The Affordable Care Act’s Side Effects

Since its enactment in 2010, the Affordable Care Act, also known as “Obamacare,” has not been a runaway success. Public opinion has moved from disapproval to lukewarm support: monthly Kaiser Health tracking polls show that 40 percent of American adults viewed Obamacare unfavorably in July 2015, down from 53 percent in July of 2014, but high nonetheless. The law has taken center-stage in recent elections, with one CBS News poll indicating that 23 percent of respondents felt that the most important issue in the 2014 midterm elections would be health care, second only to the economy.

Obamacare is largely a form of social welfare spending, and as such, the negative, and more recently lukewarm, public perception of Obamacare has led to diminished welfare spending since the bill’s passage. In 2010, welfare spending as a percentage of GDP was 4.55 percent, excluding spending on the ACA. By 2012, this number had decreased to 3.49 percent of GDP, and by 2015 it had dropped to an estimated 2.09 percent, on par with welfare spending in 1970.

The Affordable Care Act’s stated goals include expanding healthcare coverage nationwide, providing tax breaks to small businesses, and stopping insurers from dropping the insured during periods of illness. Though Obamacare initially experienced issues with its website, it has lowered the rate of uninsured Americans by 8 percentage points from a high of 18 percent in 2013, and the cost of health care since the implementation of the Affordable Care Act has risen at a slightly slower rate than it had before the law’s passage. So why did a majority of Americans initially disapprove of the Affordable Care Act despite its many strengths?
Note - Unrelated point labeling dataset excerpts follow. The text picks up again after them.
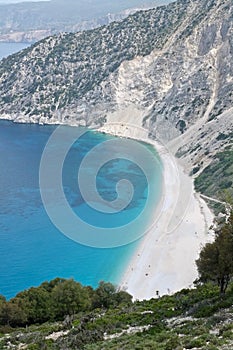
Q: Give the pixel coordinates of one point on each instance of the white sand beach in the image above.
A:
(165, 260)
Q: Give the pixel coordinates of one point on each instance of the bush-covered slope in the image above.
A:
(190, 319)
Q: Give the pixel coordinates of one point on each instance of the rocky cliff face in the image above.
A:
(173, 64)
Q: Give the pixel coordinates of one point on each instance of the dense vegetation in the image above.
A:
(197, 318)
(217, 178)
(216, 259)
(52, 301)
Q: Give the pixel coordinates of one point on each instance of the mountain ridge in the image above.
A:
(171, 66)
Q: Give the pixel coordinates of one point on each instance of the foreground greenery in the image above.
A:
(216, 258)
(197, 318)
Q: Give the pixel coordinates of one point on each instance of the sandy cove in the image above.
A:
(165, 260)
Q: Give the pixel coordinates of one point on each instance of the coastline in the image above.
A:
(164, 262)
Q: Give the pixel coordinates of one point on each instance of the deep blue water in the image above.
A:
(31, 248)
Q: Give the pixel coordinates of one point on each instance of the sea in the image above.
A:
(33, 248)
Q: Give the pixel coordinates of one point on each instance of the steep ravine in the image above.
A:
(172, 66)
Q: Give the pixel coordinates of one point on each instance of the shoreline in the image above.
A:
(164, 262)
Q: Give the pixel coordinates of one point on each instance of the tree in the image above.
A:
(69, 297)
(107, 295)
(216, 259)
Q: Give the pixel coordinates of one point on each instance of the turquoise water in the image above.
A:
(32, 249)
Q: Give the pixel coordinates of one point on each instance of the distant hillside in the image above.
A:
(172, 66)
(32, 21)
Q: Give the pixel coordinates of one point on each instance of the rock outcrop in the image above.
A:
(172, 64)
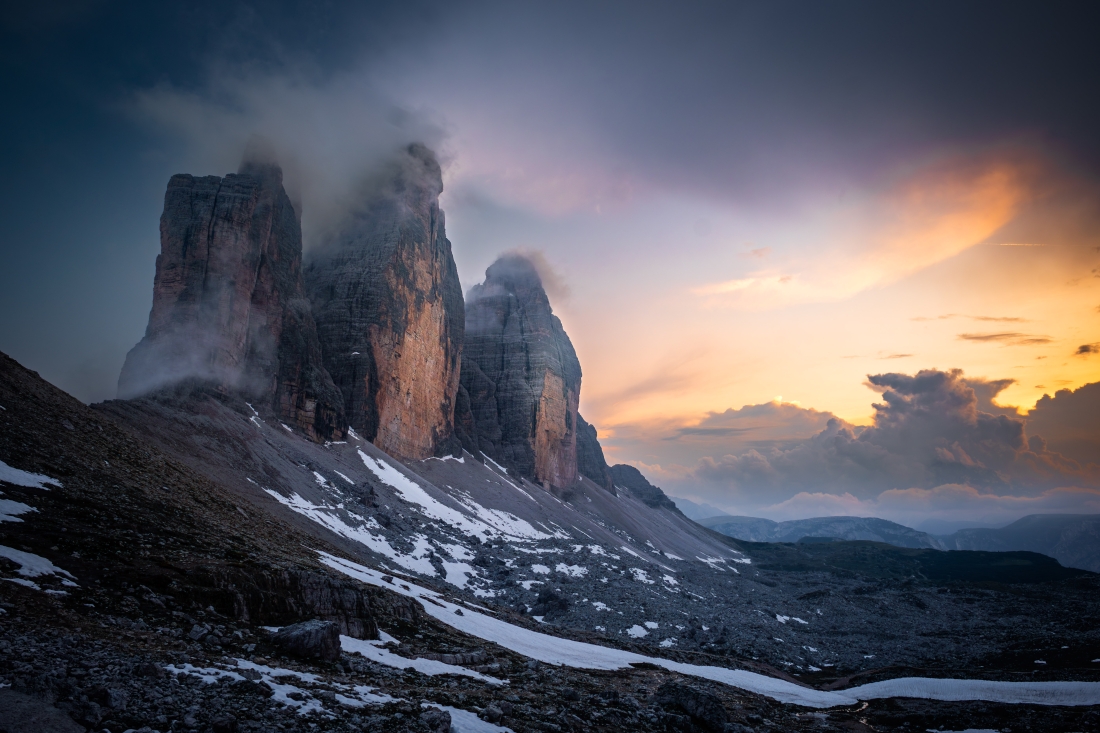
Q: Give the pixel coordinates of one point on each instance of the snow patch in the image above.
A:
(374, 652)
(10, 510)
(25, 478)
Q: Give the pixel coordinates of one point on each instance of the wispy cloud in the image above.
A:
(1009, 338)
(999, 319)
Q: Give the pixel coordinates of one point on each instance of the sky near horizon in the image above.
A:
(745, 210)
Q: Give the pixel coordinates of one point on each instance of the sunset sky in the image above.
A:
(743, 210)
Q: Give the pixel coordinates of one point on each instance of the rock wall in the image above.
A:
(629, 478)
(228, 301)
(520, 375)
(590, 456)
(388, 307)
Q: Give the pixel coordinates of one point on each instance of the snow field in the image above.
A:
(550, 649)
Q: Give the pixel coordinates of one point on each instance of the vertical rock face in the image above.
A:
(388, 307)
(229, 308)
(520, 375)
(590, 456)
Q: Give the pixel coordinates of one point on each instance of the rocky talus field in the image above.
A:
(334, 495)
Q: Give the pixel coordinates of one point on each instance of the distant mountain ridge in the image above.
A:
(839, 527)
(1073, 539)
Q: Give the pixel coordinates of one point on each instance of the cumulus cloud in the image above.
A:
(927, 431)
(1069, 422)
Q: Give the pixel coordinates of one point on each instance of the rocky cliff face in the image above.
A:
(388, 307)
(228, 302)
(590, 456)
(631, 479)
(520, 375)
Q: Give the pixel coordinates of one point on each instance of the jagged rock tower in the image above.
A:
(520, 378)
(388, 307)
(229, 308)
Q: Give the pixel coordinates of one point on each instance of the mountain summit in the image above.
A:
(520, 375)
(229, 309)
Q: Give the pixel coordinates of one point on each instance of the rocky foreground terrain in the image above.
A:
(338, 498)
(151, 603)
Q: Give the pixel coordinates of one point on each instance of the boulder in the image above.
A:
(229, 308)
(310, 639)
(436, 721)
(590, 456)
(631, 479)
(704, 709)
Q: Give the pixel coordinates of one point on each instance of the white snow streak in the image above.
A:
(551, 649)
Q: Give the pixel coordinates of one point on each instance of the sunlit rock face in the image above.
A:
(388, 307)
(520, 375)
(229, 308)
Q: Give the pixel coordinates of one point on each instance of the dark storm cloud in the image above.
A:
(1069, 422)
(737, 101)
(928, 431)
(717, 98)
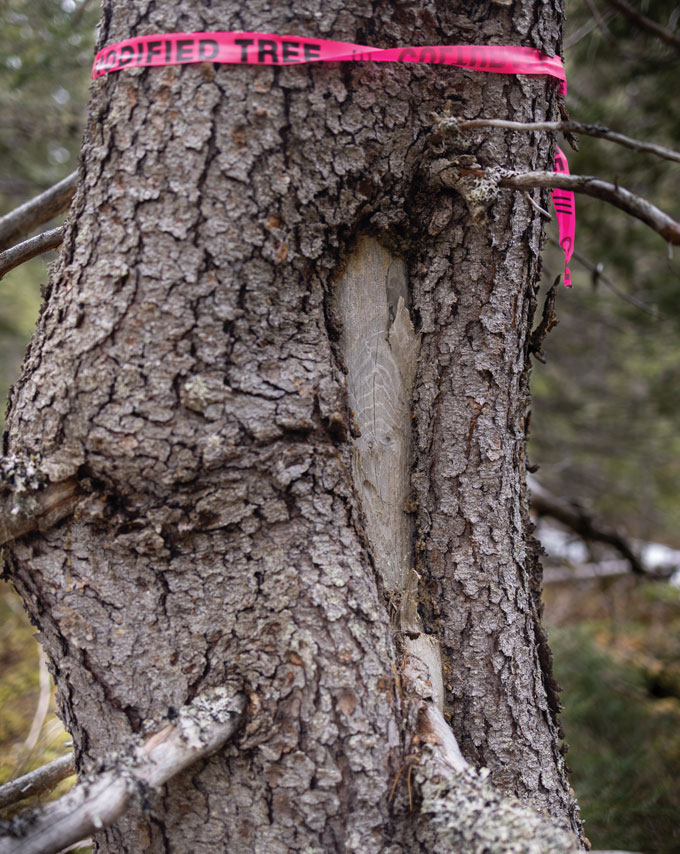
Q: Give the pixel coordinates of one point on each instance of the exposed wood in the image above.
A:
(201, 729)
(380, 349)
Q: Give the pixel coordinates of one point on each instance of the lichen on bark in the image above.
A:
(188, 365)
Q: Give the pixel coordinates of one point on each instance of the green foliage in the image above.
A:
(624, 746)
(19, 691)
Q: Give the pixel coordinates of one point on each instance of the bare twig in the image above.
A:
(43, 779)
(22, 252)
(584, 525)
(44, 508)
(202, 727)
(21, 221)
(534, 204)
(646, 23)
(576, 127)
(600, 276)
(621, 198)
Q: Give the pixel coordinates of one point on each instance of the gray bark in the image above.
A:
(193, 369)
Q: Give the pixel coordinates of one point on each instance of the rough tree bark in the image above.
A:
(291, 380)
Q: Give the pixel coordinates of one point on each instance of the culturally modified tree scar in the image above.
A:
(271, 49)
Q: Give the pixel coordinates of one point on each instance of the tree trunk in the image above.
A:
(293, 379)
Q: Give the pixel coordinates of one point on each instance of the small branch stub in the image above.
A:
(201, 728)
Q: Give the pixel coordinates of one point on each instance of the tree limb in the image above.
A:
(575, 127)
(646, 23)
(621, 198)
(467, 812)
(599, 276)
(584, 525)
(21, 221)
(36, 510)
(43, 779)
(202, 728)
(22, 252)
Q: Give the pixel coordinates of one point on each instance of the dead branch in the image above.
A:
(597, 131)
(646, 23)
(621, 198)
(467, 812)
(584, 525)
(43, 779)
(21, 221)
(38, 510)
(202, 728)
(599, 276)
(22, 252)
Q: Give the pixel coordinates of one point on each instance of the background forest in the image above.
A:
(605, 427)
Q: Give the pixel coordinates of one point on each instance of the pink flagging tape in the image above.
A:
(271, 49)
(565, 211)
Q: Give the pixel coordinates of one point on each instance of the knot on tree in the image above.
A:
(462, 173)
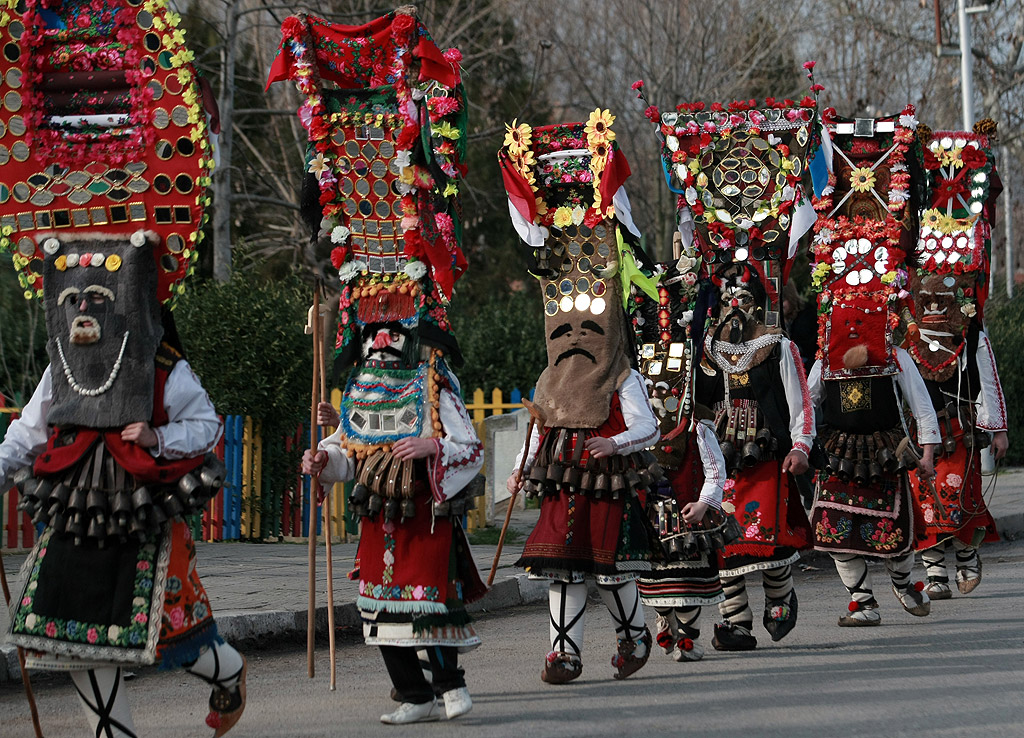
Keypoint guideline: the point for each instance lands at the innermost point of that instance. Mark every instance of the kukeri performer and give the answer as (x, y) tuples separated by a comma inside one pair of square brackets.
[(949, 345), (374, 96), (863, 506), (566, 202), (683, 507), (112, 451), (742, 182)]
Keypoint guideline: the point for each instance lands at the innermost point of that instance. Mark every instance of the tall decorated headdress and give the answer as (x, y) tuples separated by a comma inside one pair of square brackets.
[(865, 226), (105, 161), (951, 258), (668, 335), (741, 172), (385, 117), (566, 200)]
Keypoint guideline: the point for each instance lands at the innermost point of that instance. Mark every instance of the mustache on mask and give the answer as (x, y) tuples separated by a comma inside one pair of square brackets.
[(574, 352)]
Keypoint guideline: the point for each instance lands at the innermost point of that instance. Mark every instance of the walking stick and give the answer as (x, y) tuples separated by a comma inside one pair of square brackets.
[(20, 660), (311, 327), (536, 417), (318, 338)]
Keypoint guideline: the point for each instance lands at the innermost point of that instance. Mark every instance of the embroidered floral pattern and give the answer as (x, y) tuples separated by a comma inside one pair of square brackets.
[(826, 532), (132, 636)]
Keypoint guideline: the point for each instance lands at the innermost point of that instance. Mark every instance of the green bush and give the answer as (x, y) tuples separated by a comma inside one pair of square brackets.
[(245, 339), (1004, 318), (502, 338)]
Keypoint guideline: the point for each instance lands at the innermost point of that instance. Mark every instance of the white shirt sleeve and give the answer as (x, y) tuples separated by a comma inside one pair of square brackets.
[(641, 424), (714, 465), (26, 437), (340, 467), (915, 394), (815, 388), (798, 397), (193, 427), (992, 411), (460, 453)]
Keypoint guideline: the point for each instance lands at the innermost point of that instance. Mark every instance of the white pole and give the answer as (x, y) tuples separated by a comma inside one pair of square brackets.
[(967, 83), (1008, 219)]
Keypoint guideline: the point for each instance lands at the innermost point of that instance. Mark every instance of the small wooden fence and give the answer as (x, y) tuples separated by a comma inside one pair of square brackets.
[(249, 509)]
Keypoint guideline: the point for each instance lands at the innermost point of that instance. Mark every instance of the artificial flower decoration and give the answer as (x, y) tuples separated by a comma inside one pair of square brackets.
[(598, 126), (861, 179), (517, 138)]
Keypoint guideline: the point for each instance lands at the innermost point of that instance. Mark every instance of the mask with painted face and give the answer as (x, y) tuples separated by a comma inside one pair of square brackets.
[(103, 323)]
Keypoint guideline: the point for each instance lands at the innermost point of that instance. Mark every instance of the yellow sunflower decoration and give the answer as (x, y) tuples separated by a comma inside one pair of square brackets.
[(598, 127), (861, 179), (517, 138)]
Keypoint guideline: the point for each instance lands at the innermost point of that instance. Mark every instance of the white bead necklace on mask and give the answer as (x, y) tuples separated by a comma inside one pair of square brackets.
[(103, 387)]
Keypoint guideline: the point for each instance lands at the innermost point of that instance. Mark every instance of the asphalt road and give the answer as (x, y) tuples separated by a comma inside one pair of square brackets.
[(957, 673)]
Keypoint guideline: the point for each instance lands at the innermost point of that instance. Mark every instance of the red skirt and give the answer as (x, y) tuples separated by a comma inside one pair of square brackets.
[(952, 507), (771, 516)]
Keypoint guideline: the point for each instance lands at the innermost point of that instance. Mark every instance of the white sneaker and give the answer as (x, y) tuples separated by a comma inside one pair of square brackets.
[(409, 712), (457, 702)]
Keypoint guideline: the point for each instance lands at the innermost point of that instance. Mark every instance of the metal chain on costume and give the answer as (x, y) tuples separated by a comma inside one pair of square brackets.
[(745, 351), (110, 380)]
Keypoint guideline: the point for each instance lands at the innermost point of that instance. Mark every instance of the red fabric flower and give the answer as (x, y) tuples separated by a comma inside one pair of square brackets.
[(292, 28)]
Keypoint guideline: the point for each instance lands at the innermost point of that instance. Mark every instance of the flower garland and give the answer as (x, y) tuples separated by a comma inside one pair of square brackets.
[(383, 66), (692, 132), (523, 144), (85, 44), (958, 171)]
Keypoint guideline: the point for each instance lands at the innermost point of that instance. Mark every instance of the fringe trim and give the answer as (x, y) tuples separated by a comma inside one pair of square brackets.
[(760, 566), (453, 617), (400, 606), (682, 601)]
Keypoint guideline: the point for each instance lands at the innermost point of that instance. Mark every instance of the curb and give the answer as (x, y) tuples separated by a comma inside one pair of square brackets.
[(255, 627)]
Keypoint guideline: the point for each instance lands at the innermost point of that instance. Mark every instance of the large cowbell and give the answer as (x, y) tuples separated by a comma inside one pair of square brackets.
[(103, 322)]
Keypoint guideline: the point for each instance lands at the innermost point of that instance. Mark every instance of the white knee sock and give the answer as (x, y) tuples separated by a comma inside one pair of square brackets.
[(623, 602), (101, 692), (853, 571), (218, 664), (566, 604), (736, 608)]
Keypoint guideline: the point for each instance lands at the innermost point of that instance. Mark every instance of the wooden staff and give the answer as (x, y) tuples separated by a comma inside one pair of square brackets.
[(20, 659), (312, 327), (325, 395), (536, 418)]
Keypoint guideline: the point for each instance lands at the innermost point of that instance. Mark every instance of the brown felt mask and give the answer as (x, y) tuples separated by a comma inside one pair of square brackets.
[(585, 329)]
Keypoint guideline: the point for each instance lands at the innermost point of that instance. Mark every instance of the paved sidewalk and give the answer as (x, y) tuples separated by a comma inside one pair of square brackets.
[(259, 592)]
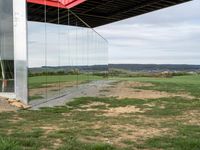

Healthcare policy expert Anton Gunn, a member of the task force that worked with state lawmakers to shape the provisions of the Affordable Care Act, told the HPR that this initial disapproval arose because the Republican Party was better able to craft a message around healthcare reform. John Tantillo, a marketing expert and creator of the term “The O’Reilly Factor,” has written that one such packaging issue on the part of Democrats was the Obama administration’s inability to control the use of the term “Obamacare.” Tantillo argues that the term automatically “alienated a third of the [healthcare] market,” namely Republicans, and that those implementing the Affordable Care Act should have continually corrected use of the term.

Daily Beast writer Judith Grey has pointed to the administration’s inability to market to the millennials as a major flaw. Grey, along with Tantillo in a separate article, argues that young and single millenials don’t feel they need to purchase healthcare. Grey also highlights poorly-targeted advertisements that omit one of the Affordable Care Act’s possibly greatest selling points: polls have indicated that millennials are highly concerned with social justice, yet the administration has not advertised the fact that millennial enrollment in the program lowers healthcare costs for elderly participants.

Essentially, Democrats did not package the bill to the public properly, allowing Republicans to exploit the law’s intricacy—it is, in its accepted form, 906 pages long—to spread fear regarding the law and the changes that it legislates. For instance, House Republicans have complained of the increasing cost of Obamacare, and while it does in fact cost hundreds of billions of dollars, the projected price has actually decreased over time.

Partly because of the Republican Party’s effective use of the media, Americans overwhelmingly voted Republican. Following the election of 2008, before the passage of Obamacare, the Democratic Party held a majority in the House of Representatives, with 59 percent of the seats. Then, in the election of 2010, which came a few months after the passage of the Affordable Care Act, voters gave the Republicans control of the House with a net gain of 64 seats. The last time a change of this magnitude occurred in the House of Representatives was when Harry Truman was in office.

Strengthened by their new majority, the Republican Party worked to limited welfare spending. However, the results of the Election of 2010 may also have limited how much focus Democrats placed on welfare spending. According to Gunn, many of the 219 congressional Democrats—46 in fact—who voted for the Affordable Care Act lost their seats in Congress after November of 2010, while only 20 Democrats who did not vote for Obamacare lost their seats. These members, as opposed to their fellow Democrats who did not vote for the bill, were likely more welfare spending-oriented, as Obamacare does have a large price tag: President Obama had predicted it would cost around $900 billion over 10 years in 2009. Thus, not only the Republican Party’s return to control but also the removal of more spending-oriented Democrats decreased the potential for welfare spending.

The Affordable Care Act was hailed by Democrats as a great victory for the poor and minorities and a monumental change to the government-citizen relationship in the United States. The bill was so monumental, however, that its passage has had a large impact on welfare policy. The Republican Party’s effective media use and the Obama administration’s missteps have contributed to large reductions welfare spending in the last five years, and will likely continue to echo into 2016.